Participial Phrase: The sentence ends with a participial phrase ('noting that...') that provides additional information about the warning. This structure allows the writer to pack a subordinate clause into a compact, non-finite form, enhancing lexical density.分詞短語：句子以分詞短語（「指出……仍然活躍且正在增強」）結尾，提供關於警告的額外資訊。此結構讓作者將從屬子句壓縮成非限定形式，提升詞彙密度。

German authorities have not officially named a perpetrator, but suspicion has focused on Russia, which denies involvement.

Non-restrictive Relative Clause: The relative clause 'which denies involvement' is non-restrictive (set off by a comma) and adds extra information about Russia. This structure is typical of formal writing, allowing the author to insert commentary without disrupting the main clause.非限制性關係子句：關係子句「俄羅斯否認參與」是非限制性的（以逗號分隔），補充關於俄羅斯的額外資訊。此結構常見於正式寫作，讓作者在不打斷主要子句的情況下插入評論。

The campaign occurs against a backdrop of increased cyber and espionage activities targeting Germany, which has been a major military aid provider to Ukraine since Russia's full-scale invasion in 2022.

Relative Clause and Participial Phrase: The sentence contains a participial phrase ('targeting Germany') modifying 'activities', and a non-restrictive relative clause ('which has been...') modifying 'Germany'. This layering of modifiers creates a dense, information-rich structure typical of C2-level writing.關係子句與分詞短語：此句包含修飾「活動」的分詞短語（「針對德國」）以及修飾「德國」的非限制性關係子句（「自2022年俄羅斯全面入侵以來一直是……的主要軍事援助提供者」）。這種修飾語的層疊創造出資訊密集的結構，是C2等級寫作的典型特徵。

The investigation into the Signal phishing campaign is ongoing, with German authorities working to determine the full scope of the compromise and identify those responsible.
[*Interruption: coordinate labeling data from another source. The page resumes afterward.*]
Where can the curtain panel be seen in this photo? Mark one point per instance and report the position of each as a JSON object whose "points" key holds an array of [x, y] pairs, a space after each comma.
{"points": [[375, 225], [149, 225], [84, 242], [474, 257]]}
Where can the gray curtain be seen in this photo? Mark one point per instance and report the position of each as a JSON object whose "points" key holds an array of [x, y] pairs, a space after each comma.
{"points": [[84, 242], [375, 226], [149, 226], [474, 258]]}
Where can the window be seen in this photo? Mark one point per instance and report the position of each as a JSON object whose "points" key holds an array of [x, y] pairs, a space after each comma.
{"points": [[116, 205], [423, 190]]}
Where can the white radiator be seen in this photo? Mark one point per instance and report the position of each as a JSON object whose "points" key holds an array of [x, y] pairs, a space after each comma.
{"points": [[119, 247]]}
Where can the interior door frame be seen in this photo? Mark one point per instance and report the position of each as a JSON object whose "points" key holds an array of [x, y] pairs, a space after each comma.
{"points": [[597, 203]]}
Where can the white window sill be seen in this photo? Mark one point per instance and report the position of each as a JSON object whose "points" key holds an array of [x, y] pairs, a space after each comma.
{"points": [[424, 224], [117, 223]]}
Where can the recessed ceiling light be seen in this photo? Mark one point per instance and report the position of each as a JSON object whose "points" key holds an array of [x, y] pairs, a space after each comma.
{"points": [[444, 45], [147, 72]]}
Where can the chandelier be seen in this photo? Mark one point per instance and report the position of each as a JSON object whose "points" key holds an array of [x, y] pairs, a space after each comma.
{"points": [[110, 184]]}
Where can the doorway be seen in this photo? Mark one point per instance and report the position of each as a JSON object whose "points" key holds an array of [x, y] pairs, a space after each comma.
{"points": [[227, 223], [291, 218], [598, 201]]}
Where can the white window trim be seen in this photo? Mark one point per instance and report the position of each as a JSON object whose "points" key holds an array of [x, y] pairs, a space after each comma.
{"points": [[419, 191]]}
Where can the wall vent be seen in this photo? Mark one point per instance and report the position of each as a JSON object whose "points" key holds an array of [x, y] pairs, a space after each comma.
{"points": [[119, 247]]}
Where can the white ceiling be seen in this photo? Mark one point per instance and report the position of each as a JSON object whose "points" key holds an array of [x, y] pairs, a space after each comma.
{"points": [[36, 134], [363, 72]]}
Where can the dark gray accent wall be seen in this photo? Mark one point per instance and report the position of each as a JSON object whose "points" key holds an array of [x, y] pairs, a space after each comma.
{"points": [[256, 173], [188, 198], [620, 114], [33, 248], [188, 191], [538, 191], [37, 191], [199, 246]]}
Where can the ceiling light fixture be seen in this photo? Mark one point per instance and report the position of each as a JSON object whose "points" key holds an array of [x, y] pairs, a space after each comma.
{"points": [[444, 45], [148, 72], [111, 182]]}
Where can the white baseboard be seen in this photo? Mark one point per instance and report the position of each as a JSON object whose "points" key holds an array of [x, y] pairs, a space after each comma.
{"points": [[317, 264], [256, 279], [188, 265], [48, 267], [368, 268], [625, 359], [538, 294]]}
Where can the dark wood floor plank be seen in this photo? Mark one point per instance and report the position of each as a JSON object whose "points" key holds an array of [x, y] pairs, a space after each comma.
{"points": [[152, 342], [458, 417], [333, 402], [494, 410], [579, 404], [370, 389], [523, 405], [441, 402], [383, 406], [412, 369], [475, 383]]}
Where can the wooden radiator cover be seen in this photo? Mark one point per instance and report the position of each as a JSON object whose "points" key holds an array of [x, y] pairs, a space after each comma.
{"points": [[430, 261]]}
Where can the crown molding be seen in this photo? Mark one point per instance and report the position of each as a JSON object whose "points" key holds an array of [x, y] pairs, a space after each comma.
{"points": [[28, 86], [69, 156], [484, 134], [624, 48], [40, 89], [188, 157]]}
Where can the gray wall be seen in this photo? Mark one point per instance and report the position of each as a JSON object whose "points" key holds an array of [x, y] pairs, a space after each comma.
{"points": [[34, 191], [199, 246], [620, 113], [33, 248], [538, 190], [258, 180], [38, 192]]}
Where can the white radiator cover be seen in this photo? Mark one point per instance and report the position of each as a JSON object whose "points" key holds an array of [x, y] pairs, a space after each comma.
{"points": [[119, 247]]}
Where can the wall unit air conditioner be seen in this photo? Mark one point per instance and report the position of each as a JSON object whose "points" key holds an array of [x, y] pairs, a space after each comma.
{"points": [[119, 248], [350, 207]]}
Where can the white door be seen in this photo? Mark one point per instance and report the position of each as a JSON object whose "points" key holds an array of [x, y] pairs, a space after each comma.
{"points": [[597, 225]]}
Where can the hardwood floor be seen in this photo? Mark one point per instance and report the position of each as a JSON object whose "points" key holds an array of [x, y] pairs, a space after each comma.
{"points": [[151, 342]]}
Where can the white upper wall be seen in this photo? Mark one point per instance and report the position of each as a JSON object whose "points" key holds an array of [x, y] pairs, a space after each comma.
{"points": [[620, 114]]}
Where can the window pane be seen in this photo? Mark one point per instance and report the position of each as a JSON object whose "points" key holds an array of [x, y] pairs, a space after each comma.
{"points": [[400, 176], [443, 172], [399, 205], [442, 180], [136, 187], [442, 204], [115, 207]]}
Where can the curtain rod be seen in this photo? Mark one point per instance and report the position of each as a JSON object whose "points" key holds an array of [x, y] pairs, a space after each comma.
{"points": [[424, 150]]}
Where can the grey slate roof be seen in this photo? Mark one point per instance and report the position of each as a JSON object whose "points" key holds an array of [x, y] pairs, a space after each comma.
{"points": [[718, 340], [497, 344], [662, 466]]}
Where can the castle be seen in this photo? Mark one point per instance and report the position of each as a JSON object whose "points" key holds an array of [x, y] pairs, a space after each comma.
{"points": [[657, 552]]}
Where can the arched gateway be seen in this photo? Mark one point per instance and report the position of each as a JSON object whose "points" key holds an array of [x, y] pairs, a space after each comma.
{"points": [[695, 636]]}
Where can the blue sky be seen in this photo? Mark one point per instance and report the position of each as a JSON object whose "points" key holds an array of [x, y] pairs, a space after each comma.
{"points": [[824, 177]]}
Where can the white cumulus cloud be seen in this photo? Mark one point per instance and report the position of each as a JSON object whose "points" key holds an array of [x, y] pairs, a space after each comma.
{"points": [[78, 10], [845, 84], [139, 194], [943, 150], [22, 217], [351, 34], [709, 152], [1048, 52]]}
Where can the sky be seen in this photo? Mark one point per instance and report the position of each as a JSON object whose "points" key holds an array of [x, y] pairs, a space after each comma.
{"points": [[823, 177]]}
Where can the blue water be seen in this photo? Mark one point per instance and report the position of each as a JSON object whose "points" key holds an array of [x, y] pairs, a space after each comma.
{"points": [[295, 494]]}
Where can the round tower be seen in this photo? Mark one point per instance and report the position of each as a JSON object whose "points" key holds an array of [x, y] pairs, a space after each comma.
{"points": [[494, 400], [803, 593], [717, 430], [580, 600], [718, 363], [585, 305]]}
Absolute Construction with 'with': The phrase 'with German authorities working...' is an absolute construction that provides a concurrent circumstance. It uses a present participle ('working') and parallel infinitive phrases ('to determine... and identify...'), adding complexity without a finite verb.帶有「with」的絕對結構：短語「德國當局正在努力確定……並找出……」是絕對結構，提供同時發生的情況。它使用現在分詞（「努力」）和平行不定式短語（「確定……並找出……」），在無需限定動詞的情況下增加複雜性。